Estonia on the way to limiting freedom of assembly?
The law deals with, among others issues, the procedure of amending the Criminal Code and the law on foreigners.
Earlier this year the lawmakers also proposed and voted for amendments introducing criminal responsibility for calls for mass protests and preparation for them, as well as for distributing false information about Estonia which put at risk public security. They also implied the possibility of stripping naturalized citizens of their status for getting involved in mass protests.
In July, Estonian President Toomas Hendrik Ilves dismissed the draft law, which sparked wide disputes in the country. The president said that Estonian laws should prevent crimes against the state and punish people for actions undermining Estonia’s independence, territorial integrity and constitutional order. At the same time, Hendrik believes that it is unacceptable to limit democratic freedoms, especially freedom of assembly and expression.
Several politicians and public figures have criticized the proposed amendments, saying they would affect Estonia’s democratic development.
The parliamentarians believe that President Hendrik was not satisfied with the equivocal wording of the amendments rather than the essence. This time they have given more detailed description of offenses and crimes subject to punishment. For example, the definition “spreading of false information about the country” has been changed to “falsification of the information about Estonia”.

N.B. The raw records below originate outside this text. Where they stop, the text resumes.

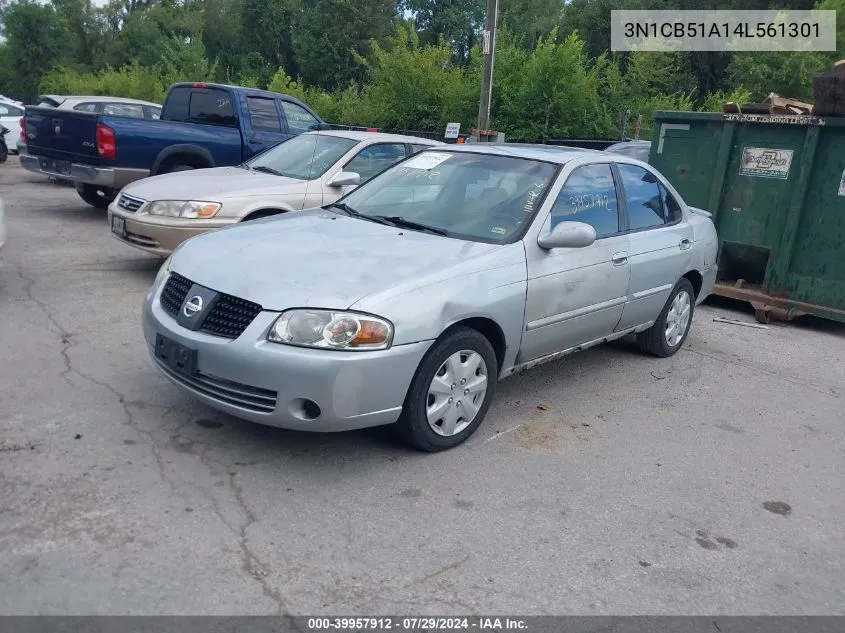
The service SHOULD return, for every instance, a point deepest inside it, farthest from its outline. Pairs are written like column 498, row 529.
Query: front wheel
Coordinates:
column 451, row 391
column 669, row 332
column 100, row 197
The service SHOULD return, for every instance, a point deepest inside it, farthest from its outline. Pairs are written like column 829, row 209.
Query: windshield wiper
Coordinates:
column 399, row 221
column 356, row 214
column 267, row 170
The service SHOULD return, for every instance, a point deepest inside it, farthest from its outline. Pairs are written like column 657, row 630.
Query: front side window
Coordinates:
column 263, row 114
column 643, row 197
column 132, row 110
column 299, row 119
column 376, row 158
column 589, row 196
column 304, row 157
column 473, row 196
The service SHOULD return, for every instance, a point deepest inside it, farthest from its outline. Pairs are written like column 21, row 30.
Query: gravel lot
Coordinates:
column 607, row 483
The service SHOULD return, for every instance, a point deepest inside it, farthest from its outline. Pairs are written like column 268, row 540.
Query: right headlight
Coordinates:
column 184, row 208
column 331, row 329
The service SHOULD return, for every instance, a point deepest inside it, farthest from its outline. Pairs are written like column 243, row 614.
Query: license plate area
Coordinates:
column 179, row 358
column 56, row 166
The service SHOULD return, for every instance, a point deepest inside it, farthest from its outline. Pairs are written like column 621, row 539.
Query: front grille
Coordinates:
column 174, row 292
column 230, row 316
column 226, row 391
column 129, row 203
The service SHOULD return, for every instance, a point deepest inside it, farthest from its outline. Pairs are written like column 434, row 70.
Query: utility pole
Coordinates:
column 488, row 48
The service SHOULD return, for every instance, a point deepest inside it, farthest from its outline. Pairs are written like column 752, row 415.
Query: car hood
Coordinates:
column 215, row 185
column 316, row 258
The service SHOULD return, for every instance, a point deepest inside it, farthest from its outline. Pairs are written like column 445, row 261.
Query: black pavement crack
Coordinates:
column 67, row 344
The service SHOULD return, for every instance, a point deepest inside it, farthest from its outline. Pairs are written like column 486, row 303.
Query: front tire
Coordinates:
column 99, row 197
column 451, row 391
column 669, row 332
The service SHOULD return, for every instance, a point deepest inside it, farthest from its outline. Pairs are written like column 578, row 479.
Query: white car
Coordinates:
column 10, row 117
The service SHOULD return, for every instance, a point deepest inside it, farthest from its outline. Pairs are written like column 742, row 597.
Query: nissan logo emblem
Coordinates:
column 192, row 306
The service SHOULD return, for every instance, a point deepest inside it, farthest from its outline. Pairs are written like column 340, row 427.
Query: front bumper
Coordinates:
column 159, row 235
column 267, row 383
column 110, row 177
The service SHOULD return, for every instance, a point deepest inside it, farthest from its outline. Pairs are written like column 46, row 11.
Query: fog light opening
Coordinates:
column 305, row 409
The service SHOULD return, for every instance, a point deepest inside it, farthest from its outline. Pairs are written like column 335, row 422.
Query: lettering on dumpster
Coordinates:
column 765, row 163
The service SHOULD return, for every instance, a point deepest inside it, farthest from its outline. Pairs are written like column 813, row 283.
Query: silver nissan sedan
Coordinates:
column 408, row 299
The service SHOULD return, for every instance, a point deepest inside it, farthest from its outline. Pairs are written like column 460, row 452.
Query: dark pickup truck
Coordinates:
column 201, row 125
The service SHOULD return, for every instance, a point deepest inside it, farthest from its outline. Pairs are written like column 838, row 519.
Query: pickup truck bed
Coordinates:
column 202, row 125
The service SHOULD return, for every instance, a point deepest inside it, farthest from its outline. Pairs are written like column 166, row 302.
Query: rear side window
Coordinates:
column 643, row 197
column 211, row 106
column 299, row 119
column 85, row 107
column 589, row 196
column 263, row 114
column 133, row 110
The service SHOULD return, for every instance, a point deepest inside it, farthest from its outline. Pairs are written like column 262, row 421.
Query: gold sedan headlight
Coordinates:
column 184, row 208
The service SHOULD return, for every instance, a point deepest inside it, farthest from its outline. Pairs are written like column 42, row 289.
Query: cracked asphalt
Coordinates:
column 606, row 483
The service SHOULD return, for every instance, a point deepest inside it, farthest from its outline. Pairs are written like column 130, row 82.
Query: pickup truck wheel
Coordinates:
column 99, row 197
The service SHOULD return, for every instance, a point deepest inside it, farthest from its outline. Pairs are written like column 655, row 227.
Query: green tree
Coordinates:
column 458, row 22
column 332, row 35
column 35, row 43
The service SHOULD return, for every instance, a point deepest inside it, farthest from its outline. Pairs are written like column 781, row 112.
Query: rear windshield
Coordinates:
column 212, row 106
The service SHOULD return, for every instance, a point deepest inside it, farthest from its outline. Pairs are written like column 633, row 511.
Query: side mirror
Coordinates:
column 568, row 235
column 344, row 179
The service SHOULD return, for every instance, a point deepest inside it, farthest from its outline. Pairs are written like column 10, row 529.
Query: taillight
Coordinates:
column 106, row 146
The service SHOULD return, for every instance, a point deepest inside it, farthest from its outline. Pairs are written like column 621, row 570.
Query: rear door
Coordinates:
column 577, row 295
column 266, row 125
column 660, row 243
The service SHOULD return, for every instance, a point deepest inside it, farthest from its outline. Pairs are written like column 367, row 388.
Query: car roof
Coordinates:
column 549, row 153
column 360, row 135
column 76, row 99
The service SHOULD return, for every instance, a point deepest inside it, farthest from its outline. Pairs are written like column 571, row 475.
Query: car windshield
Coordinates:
column 474, row 196
column 305, row 157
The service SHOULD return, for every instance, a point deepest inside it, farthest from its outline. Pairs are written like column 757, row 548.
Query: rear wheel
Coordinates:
column 451, row 391
column 669, row 332
column 100, row 197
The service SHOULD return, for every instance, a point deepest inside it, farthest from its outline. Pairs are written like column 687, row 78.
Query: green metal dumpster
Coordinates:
column 775, row 185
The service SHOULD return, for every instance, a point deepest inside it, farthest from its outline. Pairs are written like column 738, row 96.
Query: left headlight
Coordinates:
column 329, row 329
column 184, row 208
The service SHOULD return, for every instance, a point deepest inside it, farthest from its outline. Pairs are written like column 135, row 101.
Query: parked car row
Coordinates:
column 340, row 280
column 103, row 147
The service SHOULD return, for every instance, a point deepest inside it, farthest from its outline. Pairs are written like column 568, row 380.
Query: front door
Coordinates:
column 576, row 295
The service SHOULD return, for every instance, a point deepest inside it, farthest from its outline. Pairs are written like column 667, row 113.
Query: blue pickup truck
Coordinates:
column 201, row 125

Despite the changes to the original draft, the Estonian Anti-Fascist Committee has spoken against the voted amendments.
“These changes strengthen the legal basis for prosecution of dissidents and target first and foremost foreigners living in Estonia,” the committee’s statement says.
“Now, in the conditions of unstable economic development and the national splitting of civil society, any disagreement with high-ranking officials will be viewed as treason, support of occupation, or a call for mass protests.”
The committee has expressed hope that the president will not sign the document.
The initiative for the amendments comes from rightwing parties following the mass protests by Estonia’s Russian-speaking community in April 2007. The rallies were sparked by the government’s decision to move from central Tallinn a monument commemorating Soviet soldiers who perished in World War Two.